Foi concedido realizada tentativa de conciliação e as partes não se opuseram, sobre a possibilidade de ser proferida decisão de mérito, após o que foi prolatado o saneador sentença cujo dispositivo se transcreve:
De acordo com o supra exposto e de harmonia com o disposto nos preceitos legais citados, o Juízo de Competência Genérica de Ferreira do Alentejo julga a exceção de caducidade invocada pelos réus totalmente procedente e, em consequência:
a) Declara eficaz a comunicação da Senhora administradora da insolvência em relação ao autor BB, comunicando-lhe a caducidade do contrato de arrendamento, devendo este proceder à entrega do imóvel em causa nos autos livre e devoluto de pessoas e bens, nos termos, condições e no prazo que a Senhora administradora lhe conceder para o efeito, após o trânsito em julgado da presente sentença.
b) Absolve os réus Banco EE S.A. e Massa Insolvente de CC e DD de todo o mais peticionado e consigna a não ocorrência de abuso de direito por banda dos mesmos.
c) Consigna-se que, atenta a procedência da exceção de caducidade alegada pelos Réus Banco EE S.A. e Massa Insolvente de CC e DD, fica prejudicado o conhecimento do pedido reconvencional deduzido pela Ré Massa Insolvente de CC e DD, deduzido em alternativa”.
Desta sentença veio Autor interpor o presente recurso, terminando as suas alegações com as seguintes conclusões:
1. Foi reconhecida a existência e validade do contrato de arrendamento quer pela massa insolvente quer pelo credor hipotecário.
2. A questão está em saber se o contrato de arrendamento persiste não obstante a alienação do direito com base no qual o contrato foi celebrado.
3. Defende a decisão que, tendo em conta a jurisprudência e as decisões que consideram que o contrato de arrendamento tem contornos de um direito real e por isso, tais direitos caducam com a venda.
4. A douta decisão recorrida, refere que o entendimento perfilhado, penaliza o recorrente, mas os interesses do Credor hipotecário devem ser suplantados em relação aos do A.
5. Não podemos aceitar este entendimento antes de mais por que se há interesse a prevalecer é o A. por configurar o respeito pelo direito á habitação, e por ser o mais fraco em relação ao credor hipotecário deve prevalecer, até por está constitucionalmente consagrado.
6. O anúncio de venda na insolvência anunciava a existência do contrato de arrendamento.
7. A declaração de insolvência não faz caducar o contrato de arrendamento nem suspende a sua execução - Artº 109 nº 1 do CIRE.
8. O bem ainda não foi vendido.
9. A adjudicação em processo de venda no processo de insolvência não faz caducar o contrato de arrendamento.
10. O arrendamento não foi feito nos dois anos antes da declaração de insolvência.

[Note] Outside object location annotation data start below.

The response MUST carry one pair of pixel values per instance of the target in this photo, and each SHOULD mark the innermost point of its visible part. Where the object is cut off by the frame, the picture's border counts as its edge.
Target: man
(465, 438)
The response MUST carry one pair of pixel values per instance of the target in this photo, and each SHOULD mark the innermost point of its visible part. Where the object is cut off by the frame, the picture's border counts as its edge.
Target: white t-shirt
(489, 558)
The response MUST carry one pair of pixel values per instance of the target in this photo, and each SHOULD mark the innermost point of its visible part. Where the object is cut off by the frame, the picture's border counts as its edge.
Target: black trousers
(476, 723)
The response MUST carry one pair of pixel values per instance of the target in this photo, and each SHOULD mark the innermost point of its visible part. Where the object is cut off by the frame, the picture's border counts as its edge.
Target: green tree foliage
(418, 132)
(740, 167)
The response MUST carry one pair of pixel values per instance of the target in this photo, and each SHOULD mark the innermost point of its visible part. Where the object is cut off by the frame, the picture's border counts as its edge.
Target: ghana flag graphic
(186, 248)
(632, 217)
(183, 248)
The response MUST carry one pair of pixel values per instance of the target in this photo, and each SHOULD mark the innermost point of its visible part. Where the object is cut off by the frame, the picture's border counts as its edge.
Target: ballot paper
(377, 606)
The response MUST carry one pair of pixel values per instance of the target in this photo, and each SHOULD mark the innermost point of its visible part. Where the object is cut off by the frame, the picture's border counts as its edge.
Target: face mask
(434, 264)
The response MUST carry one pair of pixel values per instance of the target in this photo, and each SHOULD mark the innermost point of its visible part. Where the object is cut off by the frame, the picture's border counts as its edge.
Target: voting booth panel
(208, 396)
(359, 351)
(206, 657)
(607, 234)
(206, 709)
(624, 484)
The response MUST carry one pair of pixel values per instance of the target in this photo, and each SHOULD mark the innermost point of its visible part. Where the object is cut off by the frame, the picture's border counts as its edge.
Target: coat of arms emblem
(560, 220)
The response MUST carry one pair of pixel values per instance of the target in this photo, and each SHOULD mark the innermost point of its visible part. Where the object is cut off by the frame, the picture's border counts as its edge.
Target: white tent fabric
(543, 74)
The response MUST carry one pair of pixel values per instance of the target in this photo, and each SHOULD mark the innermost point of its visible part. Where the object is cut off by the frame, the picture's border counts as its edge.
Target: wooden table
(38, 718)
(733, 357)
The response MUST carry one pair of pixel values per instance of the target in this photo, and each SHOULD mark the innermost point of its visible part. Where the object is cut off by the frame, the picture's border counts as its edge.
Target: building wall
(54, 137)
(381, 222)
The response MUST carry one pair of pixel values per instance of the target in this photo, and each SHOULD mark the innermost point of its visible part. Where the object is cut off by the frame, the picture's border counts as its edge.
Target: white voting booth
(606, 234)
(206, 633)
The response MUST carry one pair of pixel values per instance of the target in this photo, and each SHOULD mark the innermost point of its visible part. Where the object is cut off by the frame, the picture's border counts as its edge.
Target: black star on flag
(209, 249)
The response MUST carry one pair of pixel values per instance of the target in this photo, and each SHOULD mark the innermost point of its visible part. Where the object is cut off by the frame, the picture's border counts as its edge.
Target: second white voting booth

11. Não se pode falar de prejuízo de credores motivado pelo arrendamento, dada distância temporal entre a data da celebração do contrato e a data da declaração de insolvência, sendo certo que na data em que o contrato foi celebrado nem sequer era previsível a insolvência.
12. A validade do contrato de arrendamento não depende da autorização do credor hipotecário.
13. A única consequência contratual da celebração do contrato de arrendamento sem conhecimento ou consentimento do Banco credor, é o vencimento da totalidade do credito.
14. A proibição de arrendamento de prédio hipotecado sem o consentimento do credor hipotecário, significaria uma limitação inaceitável ao direito de propriedade.
15. A hipoteca sendo um direito real de garantia, só confere ao credor o direito de receber o seu credito com prioridade em relação aos demais. Mas não proíbe nem pode proibir o proprietário de livre administração do bem como é o caso de poder arrendar o prédio.
16. A não ser assim, a hipoteca seria uma intolerável limitação ao direito de administração do bem.
17. O artigo 695.º do C. Civil, expressa a nulidade da convenção que proíba o respetivo dono de alienar ou onerar os bens hipotecados, embora seja lícito convencionar que o crédito hipotecário se vencerá logo que esses bens sejam alienados ou onerados.
18. Mas não resulta daí que os ónus obrigacionais caduquem.
19. Se o legislador quisesse que o contrato caducasse com a declaração de insolvência, teria expressamente escrito essa vontade no artigo 109 do CIRE.
20. Como o anúncio da venda na insolvência anunciava a existência de um contrato de arrendamento, significava que a venda era feita com esse ónus obrigacional.
21. Não foi anunciado que a venda era feita livre de ónus e encargos e de pessoas e bens, e sem o ónus constante do anúncio.
22. A menção da existência do contrato de arrendamento ditou também o preço dos proponentes e a vontade de adquirir nessas condições.
23. Só porque foi o Banco, credor hipotecário, que fez a melhor proposta, e porque pretende o prédio livre, é que a Srª Administradora pretende o prédio livre mesmo antes de concretizar a venda.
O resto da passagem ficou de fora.